In the induced surface plasmon mode, the surface plasmon 70 is excited on the lower surface 24b of the plasmon-generator 24, and propagates along the direction of the arrow 71. Since the lower surface 24b does not make contact with the magnetic pole 22f, it will not be adversely affected by the magnetic pole 22f, which is not adjusted to efficiently excite the surface plasmon. As a result, it is possible to intentionally propagate the surface plasmon on the lower surface 24b.

Consequently, the surface plasmon 70, i.e. an electric field, is focused onto the NF light generating portion NFP on the NF light generating end surface 24a, which has reached the head end surface 12a, and where the lower surface 24b is leading, because the surface plasmon 70 propagates on the lower surface 24b in the direction of the arrow 71. As a result, NF light 72 is generated from the N light generating portion NFP. The NF light 72 is irradiated toward the magnetic recording layer of the magnetic disk 301, and reaches the surface of the magnetic disk 301 to heat the magnetic recording layer portion of the magnetic disk 301. Consequently, the anisotropy field (coercive force) of that portion is reduced to a value that enables writing to be performed, and the writing is performed by the magnetic field applied to that portion.
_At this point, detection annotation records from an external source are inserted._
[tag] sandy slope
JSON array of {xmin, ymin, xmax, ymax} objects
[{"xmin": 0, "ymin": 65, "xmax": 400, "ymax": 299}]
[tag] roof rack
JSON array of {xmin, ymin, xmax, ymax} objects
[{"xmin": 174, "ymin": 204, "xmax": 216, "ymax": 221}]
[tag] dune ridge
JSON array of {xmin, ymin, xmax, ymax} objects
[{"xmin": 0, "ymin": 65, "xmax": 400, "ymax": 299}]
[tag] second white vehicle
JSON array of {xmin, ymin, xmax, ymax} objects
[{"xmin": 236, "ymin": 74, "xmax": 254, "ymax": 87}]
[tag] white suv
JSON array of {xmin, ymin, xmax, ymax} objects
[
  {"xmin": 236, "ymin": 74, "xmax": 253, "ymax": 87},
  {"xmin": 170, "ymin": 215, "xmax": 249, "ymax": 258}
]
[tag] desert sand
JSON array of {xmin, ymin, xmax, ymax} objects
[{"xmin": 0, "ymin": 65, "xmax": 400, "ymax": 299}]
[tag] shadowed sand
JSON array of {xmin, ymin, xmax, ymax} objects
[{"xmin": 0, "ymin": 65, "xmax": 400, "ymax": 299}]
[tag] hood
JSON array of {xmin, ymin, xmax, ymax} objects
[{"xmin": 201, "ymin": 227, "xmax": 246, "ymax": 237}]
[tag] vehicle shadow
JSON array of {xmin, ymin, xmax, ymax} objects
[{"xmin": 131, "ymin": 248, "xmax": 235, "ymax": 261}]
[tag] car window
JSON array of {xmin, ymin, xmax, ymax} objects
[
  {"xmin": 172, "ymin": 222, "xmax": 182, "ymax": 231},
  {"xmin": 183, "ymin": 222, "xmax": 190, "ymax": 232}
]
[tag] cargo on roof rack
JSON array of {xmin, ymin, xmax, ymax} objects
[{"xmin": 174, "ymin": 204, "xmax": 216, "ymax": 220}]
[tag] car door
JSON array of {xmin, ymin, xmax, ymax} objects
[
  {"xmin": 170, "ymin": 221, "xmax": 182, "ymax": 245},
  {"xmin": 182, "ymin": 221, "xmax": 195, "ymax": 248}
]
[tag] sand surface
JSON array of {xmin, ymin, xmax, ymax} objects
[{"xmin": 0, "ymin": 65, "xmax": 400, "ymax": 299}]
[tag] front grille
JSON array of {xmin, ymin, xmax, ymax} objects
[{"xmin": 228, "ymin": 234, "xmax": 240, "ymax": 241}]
According to the method for evaluating characteristics relating to the present embodiment, the MWW as the recording characteristic of the thermally assisted magnetic head in the thermally assisted magnetic disk device having the configuration above can be accurately evaluated.

The embodiment explained above has been mentioned in order to facilitate the understanding of the present invention, and is not meant to limit the present invention. Therefore, various elements disclosed in the above embodiment are an intent to include all design variation and equivalents within the technical scope of the present invention, as well.

In the above embodiment, the reproduction signal intensity of reference signals recorded in sectors in the geometric track width center are pre-measured, and the reproduction signal intensity in the geometric track width center is subtracted from the reproduction signal intensity of the reference signal measured in a position where the thermally assisted magnetic head has been moved inwardly or outwardly in the track width direction from the center. However, the present invention is not limited to such a mode, and the reproduction signal intensity in the geometric track width center does not have to be obtained.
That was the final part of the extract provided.